Alright it is time to introduce to the world a new member of our family. Colin! (Colin the Colon! Geddit?)
I was kind of against naming my stoma initially. Apparently it's a common thing for ostomates (someone who has an ostomy) to do this. After the surgery I can see why. I mean there you are, in the hospital wearing more tubes than the London Underground, high as a kite... what else are you going to do? Give in, cry from the pain, moan how much things suck? Or give yourself a giggle and name your stoma?
I am thankful for the folks who visited me while I was in the hospital - it made my 4 day stay that much bearable. Left alone I could see how easy it would be to stay in your own head and worry your nails off. After the operation the surgeon came in and told my husband how lovely to see my family there in the waiting room in support. Often times she comes to the waiting room and she finds no one there waiting for patient. So sad.
So the journey began at 6am. I went into admittance and they gave me a plastic hospital bracelet. I prefer Tiffany's but no matter. I was then led to the patient waiting area where I took everything off and given a beautiful gown of orient blue fabric. The opening was fashionably at the back. I was given an inflatable heating blanket that hooked up to a machine to keep my warm. It was loud! I didn't see the other patients get a blanket. Obviously I was given VIP treatment. The nurse inserted an IV into my left hand but apparently the vein didn't like a needle jabbed into it so she had to remove it and do it all over again in my OTHER hand.. gaaah!
"Such a shame too - it was such a good vein!" the nurse lamented.
My poor mom had to lug my winter boots and winter jacket AND my hospital bag all by herself all the way to the waiting room in another wing - I felt so bad. Luckily my godmother came and could help her. The moment of truth came and an orderly came to take me away. I will tell you the truth. The past few weeks I went out of my way to see friends and family before my operation date. I felt like it was a farewell tour. I didn't know if I would see anyone on this side of the fence again. I even took a picture of me and my mom for one last time before they took me away. I SUCK at positive thinking!!!
They wheeled me to the operation floor. A gaggle of nurses were waiting at the nursing station. I guess they were waiting for their surgeon's arrival. There were 8 operation rooms in one long row down the hall. Every so often a surgeon would arrive, get kitted out and disappear into their assigned room with their nurses in tow. I chatted with a few nurses while the orderly confirmed my arrival. I made jokes that I wanted to eat this trophy they had on their desk. It looked like it was made of chocolate though it was made of wood. I told them I was sooo hungry I'd eat anything!!! That cracked them up. The orderly wished me well and left me parked outside the operation room. Room 2. So I laid there waiting, watching nurses and doctors pass by. No one passing wanted to make eye contact with me, but then again why was I insisting they look at me? I must of looked like I was on the edge of panic. Wouldn't be far from the truth.
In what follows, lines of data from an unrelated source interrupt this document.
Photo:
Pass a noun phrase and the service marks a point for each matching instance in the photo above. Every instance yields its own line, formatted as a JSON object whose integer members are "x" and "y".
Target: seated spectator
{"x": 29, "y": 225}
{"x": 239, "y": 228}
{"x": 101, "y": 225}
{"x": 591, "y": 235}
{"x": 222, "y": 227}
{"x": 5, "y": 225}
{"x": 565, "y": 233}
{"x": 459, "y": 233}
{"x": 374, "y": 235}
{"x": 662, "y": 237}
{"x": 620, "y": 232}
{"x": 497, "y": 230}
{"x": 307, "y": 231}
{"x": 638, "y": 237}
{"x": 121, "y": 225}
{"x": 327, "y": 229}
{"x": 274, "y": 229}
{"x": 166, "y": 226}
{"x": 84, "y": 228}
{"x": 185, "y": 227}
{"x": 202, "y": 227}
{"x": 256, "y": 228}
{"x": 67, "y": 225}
I suddenly had to urge to pee. I waved a nurse down and she directed me to the nearest washroom. So there I was. Making a break for it in a thin blue gown and a blanket but otherwise butt naked under it all. How long would it take before they found out I left? I shook my head and did my business. Walking back to my stretcher was hard because I knew that ever step I took was my choice, my will. No - we are going to do this - eye on the prize Jene - eye on the prize.
So I hopped into my bed on wheels and that's when my surgeon made her appearance.